Luiza deixa as pessoas falarem. E é justamente com essas histórias que os medos coletivos parecem pairar de forma abstrata em experiências que pouco se concretizaram. Por exemplo, uma mulher conta a sua tática para se sentir segura em São Paulo – ela guarda a bolsa preferida no porta-malas e utiliza outra com tudo o que não gosta dentro. Questionada sobre assaltos, ela responde: “Morro de medo de ser assaltada, ainda não fui”.
As vidas encarceradas em condomínios que prometem segurança, ordem e limites, assemelham-se às vidas perfeitas que quase todas as utopias desejam entregar, mas nunca conseguiram. Essa falta talvez se explique pela própria matéria da vida e do cinema serem incompletas, irregulares e desengonçadas.
Uma jovem fotógrafa de Alphaville
No filme de Luiza, para além dos adultos, o diálogo com as crianças-alpha, acontece de maneira ainda mais interessante, angustiante e curiosa.
Uma das garotas entrevistadas fala sobre o quanto ela gosta de poder brincar nas ruas do condomínio, andar de bicicleta e skate. A jovem completa: “Eu fico feliz nesse residencial… eu não… não acontece nada”. A última frase se repete, sugerindo uma dúvida sobre o que de fato não acontece ali. Será a violência narrada por seus pais ou os imprevistos incontornáveis da vida?
A garotinha ama a liberdade das ruas cercadas e demonstra isso através da fotografia. Com a sua câmera, ela é capaz de explorar o condomínio por diferentes ângulos. Ao narrar suas fotos, ela replica uma mensagem que parece programada por um supercomputador tirânico – “segurança, segurança, segurança”. Ela completa, ao se referir ao condomínio: ele é “bem grande, bem bonito, bem fotogênico”.
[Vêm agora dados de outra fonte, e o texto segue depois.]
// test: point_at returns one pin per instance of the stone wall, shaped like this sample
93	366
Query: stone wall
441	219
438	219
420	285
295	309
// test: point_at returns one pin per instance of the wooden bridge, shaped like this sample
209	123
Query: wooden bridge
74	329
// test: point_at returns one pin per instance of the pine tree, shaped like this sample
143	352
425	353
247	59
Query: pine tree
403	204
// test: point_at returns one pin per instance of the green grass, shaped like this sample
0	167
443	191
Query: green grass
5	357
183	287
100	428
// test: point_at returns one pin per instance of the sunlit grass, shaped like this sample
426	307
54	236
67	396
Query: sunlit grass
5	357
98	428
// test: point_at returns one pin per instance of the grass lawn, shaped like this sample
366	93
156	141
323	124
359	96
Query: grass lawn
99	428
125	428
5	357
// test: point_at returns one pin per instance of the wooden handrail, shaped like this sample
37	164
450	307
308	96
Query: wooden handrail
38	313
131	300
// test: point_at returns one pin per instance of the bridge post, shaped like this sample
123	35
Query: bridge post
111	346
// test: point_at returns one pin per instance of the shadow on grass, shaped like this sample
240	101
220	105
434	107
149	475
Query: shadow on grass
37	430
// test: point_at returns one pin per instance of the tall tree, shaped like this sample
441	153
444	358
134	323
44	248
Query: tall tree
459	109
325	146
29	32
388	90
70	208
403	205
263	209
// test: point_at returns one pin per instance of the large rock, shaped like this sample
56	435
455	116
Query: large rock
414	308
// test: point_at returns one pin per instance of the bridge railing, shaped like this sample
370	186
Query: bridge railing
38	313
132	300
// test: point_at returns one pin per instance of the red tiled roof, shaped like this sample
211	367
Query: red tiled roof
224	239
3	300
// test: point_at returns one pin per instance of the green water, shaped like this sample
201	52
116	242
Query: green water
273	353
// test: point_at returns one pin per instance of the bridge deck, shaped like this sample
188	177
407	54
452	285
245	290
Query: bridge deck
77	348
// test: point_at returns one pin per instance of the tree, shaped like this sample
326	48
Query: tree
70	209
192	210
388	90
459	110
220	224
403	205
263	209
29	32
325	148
Em uma ficção científica mais esperançosa, as gerações mais jovens seriam as responsáveis pelas mudanças urgentes do mundo. Assim, em Alphaville – Do Lado de Dentro do Muro, o desfecho não segue bem essa lógica, afinal, ela volta para a “perigosa cidade”. Mas é na jovem menina – a criança-alpha-fotógrafa que hoje já é adulta – que as reflexões ainda inseguras podem surtir efeitos. Fazê-la atravessar os muros do condomínio ou, no pior cenário, fazê-la segura com ainda mais muros e grades. Aguardemos.